Republican candidates don’t seem to understand that the former White House occupant might put his name to your campaign, preferably if it looks like you’re already going to win handily, or if two of you conveniently have the same first name in the same race, or — in Liz Cheney’s case — supporting an opponent not because he likes her, but in a fit of vindictive pique. But he’s not going to grant your campaign any money. He might come speak, nominally, on your behalf, but he’s far more interested in the accolades directed toward him.
Apparently the very notion of power is so intoxicating that you care nothing about any of this, so you will say and do anything this small-minded man wants, debase yourself and any principles you may have once had, just so you can get elected to — what?
George Will, no longer a Republican but never a Democrat, said this is not about governing; it’s performing for the people in the stands. And as long as the people in those stands — Mr. Will also tells me over 50 percent of the American population ages 16-74 read at a sixth-grade level or lower — care only about spectacle and not about substance, Liz Cheney is doomed to lose to someone who has offered no governing philosophy whatsoever, someone running exclusively on a “platform” that an election that has been proven over and over and over (and over) to be fair, with an accurate outcome, was fraudulent because one man says so.

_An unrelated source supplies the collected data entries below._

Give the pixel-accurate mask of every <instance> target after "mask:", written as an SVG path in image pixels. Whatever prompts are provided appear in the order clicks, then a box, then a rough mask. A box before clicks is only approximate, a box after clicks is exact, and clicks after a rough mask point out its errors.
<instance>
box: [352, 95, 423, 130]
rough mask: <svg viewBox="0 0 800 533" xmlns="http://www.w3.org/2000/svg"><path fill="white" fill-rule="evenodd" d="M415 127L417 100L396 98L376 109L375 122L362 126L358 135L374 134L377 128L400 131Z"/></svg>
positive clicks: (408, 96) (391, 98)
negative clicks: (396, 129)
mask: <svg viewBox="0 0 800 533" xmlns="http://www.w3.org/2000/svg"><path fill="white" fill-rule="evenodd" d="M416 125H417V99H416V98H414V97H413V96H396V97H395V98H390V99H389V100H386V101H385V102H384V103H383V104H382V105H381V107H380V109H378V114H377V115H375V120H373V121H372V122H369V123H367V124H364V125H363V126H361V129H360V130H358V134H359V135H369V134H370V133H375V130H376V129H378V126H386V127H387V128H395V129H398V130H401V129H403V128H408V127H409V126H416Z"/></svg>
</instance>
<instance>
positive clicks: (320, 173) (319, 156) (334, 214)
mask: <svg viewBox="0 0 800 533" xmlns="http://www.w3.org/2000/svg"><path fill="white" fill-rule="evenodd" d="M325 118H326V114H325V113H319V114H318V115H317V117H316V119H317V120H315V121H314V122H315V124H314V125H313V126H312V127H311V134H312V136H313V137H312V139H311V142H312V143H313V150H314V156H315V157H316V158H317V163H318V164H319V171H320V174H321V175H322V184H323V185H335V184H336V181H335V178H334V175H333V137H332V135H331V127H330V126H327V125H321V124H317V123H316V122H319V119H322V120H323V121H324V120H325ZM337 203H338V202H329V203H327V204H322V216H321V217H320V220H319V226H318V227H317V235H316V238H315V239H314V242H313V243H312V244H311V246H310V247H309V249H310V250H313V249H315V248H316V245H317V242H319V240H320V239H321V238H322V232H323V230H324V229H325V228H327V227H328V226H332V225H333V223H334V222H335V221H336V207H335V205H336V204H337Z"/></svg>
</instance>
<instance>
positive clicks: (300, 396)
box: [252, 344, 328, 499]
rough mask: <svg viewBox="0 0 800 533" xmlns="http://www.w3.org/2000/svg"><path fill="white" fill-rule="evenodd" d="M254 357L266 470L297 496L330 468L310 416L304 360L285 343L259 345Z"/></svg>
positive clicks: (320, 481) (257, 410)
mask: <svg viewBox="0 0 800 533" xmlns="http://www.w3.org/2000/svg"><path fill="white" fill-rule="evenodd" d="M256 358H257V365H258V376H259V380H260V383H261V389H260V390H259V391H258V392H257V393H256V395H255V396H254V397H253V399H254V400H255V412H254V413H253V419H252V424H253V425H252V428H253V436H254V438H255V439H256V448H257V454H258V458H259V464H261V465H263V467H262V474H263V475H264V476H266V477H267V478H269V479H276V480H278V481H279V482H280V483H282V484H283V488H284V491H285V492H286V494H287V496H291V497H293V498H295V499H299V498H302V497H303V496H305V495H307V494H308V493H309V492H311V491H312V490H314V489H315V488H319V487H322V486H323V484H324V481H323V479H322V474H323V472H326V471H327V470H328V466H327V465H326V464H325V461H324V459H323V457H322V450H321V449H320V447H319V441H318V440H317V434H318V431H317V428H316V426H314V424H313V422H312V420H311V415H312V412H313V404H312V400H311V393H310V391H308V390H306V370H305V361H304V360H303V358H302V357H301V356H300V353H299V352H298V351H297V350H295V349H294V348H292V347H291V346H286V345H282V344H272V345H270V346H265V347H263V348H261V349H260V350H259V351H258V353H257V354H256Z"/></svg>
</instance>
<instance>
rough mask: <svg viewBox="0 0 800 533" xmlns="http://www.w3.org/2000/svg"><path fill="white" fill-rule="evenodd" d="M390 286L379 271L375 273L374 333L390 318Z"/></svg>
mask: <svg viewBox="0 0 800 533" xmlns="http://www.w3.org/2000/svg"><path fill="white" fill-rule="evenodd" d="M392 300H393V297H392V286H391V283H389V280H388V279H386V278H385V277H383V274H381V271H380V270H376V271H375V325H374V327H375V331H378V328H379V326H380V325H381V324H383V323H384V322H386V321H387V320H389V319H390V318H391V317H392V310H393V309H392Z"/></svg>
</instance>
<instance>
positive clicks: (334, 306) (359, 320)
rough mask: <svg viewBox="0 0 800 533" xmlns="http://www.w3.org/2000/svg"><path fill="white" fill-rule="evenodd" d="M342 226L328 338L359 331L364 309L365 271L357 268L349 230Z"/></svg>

Ultimately, where does that get the voters of Wyoming? I’ll tell you where, as a resident of Colorado’s Third Congressional District, home to Lauren Boebert, who can raise a lot of cash but not any issues that might help her district. And whose husband recently allegedly ran over a neighbor’s mailbox, while reeking of alcohol, after the neighbor hollered at a Boebert son to not drive 50 mph down their street on an ATV. This is ignorant white trash behavior that maybe plays well on TV, but how is this possibly legislative material?
Ignorance and cruelty are rarely effective governing principles, and surely the pendulum will swing back, as it did in Kansas after governmental starvation turned out to not be the panacea Republicans expected it to be. But this time, it’s not about governance or a guiding philosophy at all. It is a strange fealty to a strange, mostly unhinged man who understands nothing and cares nothing for anyone but himself. His ego has blocked the sun, and for some insane, inexplicable reason, this appeals to far more politicians than it should.
Except for a few like Liz Cheney, who has earned her voters’ enmity by standing up for their beliefs and adhering to her oath of office. That right there is the very definition of crazy.
And so I wait. My patience already feels thoroughly tested on this issue, although I’m afraid a satisfactory outcome will elude all of us for longer than we want.